When the family couldn’t be located, however, the case was closed.
But seven months later, DCS found the family and filed a new petition alleging the mother’s other child, C.S., was a CHINS. K.S. and her husband had been using methamphetamine and neither C.S. nor his brother had received adequate medical care.
C.S. was ultimately removed from the home and declared a CHINS while K.S. was charged with six counts of Level 6 felony neglect. The mother was ordered to engage in various services, including a mental health and substance abuse evaluation, random drug screens, parenting education class, and visitation services, while also remaining sober from drugs and alcohol.
However, K.S. was only consistent in her visitations, according to her DCS case manager. Although she participated in multiple in-patient and out-patient treatment programs, K.S. relapsed repeatedly, which sometimes constituted violations of her bond in the criminal case and resulted in jail time.
Additional concerns included the mother’s tardiness to termination hearings, eviction from her home, risk of domestic violence between the parents and her allegedly unstable employment.
The Vanderburgh Superior Court terminated Mother’s parental rights and found that route to be in the child’s best interests, which the Court of Appeals affirmed in In the Involuntary Termination of the Parent-Child Relationship of: C.S. (Minor Child), and K.S. (Mother) v.

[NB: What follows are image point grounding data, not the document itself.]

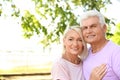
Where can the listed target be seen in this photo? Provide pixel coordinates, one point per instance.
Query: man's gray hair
(92, 13)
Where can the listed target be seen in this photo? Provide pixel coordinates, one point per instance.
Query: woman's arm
(98, 72)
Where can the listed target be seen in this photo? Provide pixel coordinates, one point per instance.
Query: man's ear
(105, 28)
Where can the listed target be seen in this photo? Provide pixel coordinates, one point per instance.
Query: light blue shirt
(110, 55)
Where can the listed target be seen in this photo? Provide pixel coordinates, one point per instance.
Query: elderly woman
(69, 66)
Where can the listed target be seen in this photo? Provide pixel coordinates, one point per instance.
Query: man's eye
(84, 28)
(70, 39)
(80, 40)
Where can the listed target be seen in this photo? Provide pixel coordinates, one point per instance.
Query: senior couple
(101, 61)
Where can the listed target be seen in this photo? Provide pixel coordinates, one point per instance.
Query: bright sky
(11, 36)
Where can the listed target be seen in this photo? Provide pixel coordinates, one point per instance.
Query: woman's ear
(105, 28)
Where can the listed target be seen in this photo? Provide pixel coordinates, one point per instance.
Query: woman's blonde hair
(84, 53)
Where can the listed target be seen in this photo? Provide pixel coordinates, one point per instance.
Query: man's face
(92, 30)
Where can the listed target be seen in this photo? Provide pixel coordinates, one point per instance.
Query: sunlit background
(20, 55)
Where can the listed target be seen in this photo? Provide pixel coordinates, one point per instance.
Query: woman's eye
(70, 39)
(80, 40)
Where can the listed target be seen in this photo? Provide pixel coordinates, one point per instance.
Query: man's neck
(98, 46)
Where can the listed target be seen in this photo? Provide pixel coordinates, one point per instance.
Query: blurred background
(31, 32)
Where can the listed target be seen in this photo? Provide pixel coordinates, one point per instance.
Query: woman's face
(73, 42)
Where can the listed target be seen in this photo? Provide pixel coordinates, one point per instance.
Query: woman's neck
(71, 58)
(98, 46)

Indiana Department of Child Services, 21A-JT-2916.
The appellate court found no support in either of K.S.’s claims that the trial court violated her right to due process when it took judicial notice of a court appointed special advocate’s report or that the evidence was insufficient to support termination. It began by noting that though cross-examination did not occur regarding the CASA, K.S. made no assertion that the trial court denied her the opportunity.
“Mother could have called the CASA to testify at her final hearing date more than a month later, but she did not. Based on Mother’s own recounting, admission of the CASA report was not a due process violation, but a strategic choice she now regrets,” Judge Leanna Wiessmann wrote for the COA.
As for sufficient evidence, K.S. argued on appeal that DCS failed to establish the conditions resulting in removal, rendering it impossible to determine whether they were likely to be remedied. She claimed that DCS didn’t introduce documents from the underlying CHINS case, nor did the trial court ever explicitly take judicial notice of the underlying CHINS case.
“Mother argues that without this evidence, DCS could not show there is a reasonable probability that conditions leading to removal will not be remedied. In this opinion, we have avoided recounting findings that appeared to rely solely on the unadmitted CHINS record. But even without these records, the remaining evidence is sufficient to support termination,” Weissmann wrote.
The COA added that K.S.’s drug use was the reason for continued placement outside the home and that there was also sufficient evidence to support the trial court’s finding that continuation of the parent-child relationship posed a threat to C.S.’s well-being, particularly his exposure to domestic violence.
Finally, the court concluded that the totality of the evidence support termination of the mother’s parental rights.
However, in a footnote, the COA noted that DCS’s failure to present evidence of the underlying CHINS proceedings imposed a strict limitation on review of the trial court’s order.
“Though the remaining evidence outside of the CHINS record supported the termination order, this might not be true in the next case,” the COA cautioned.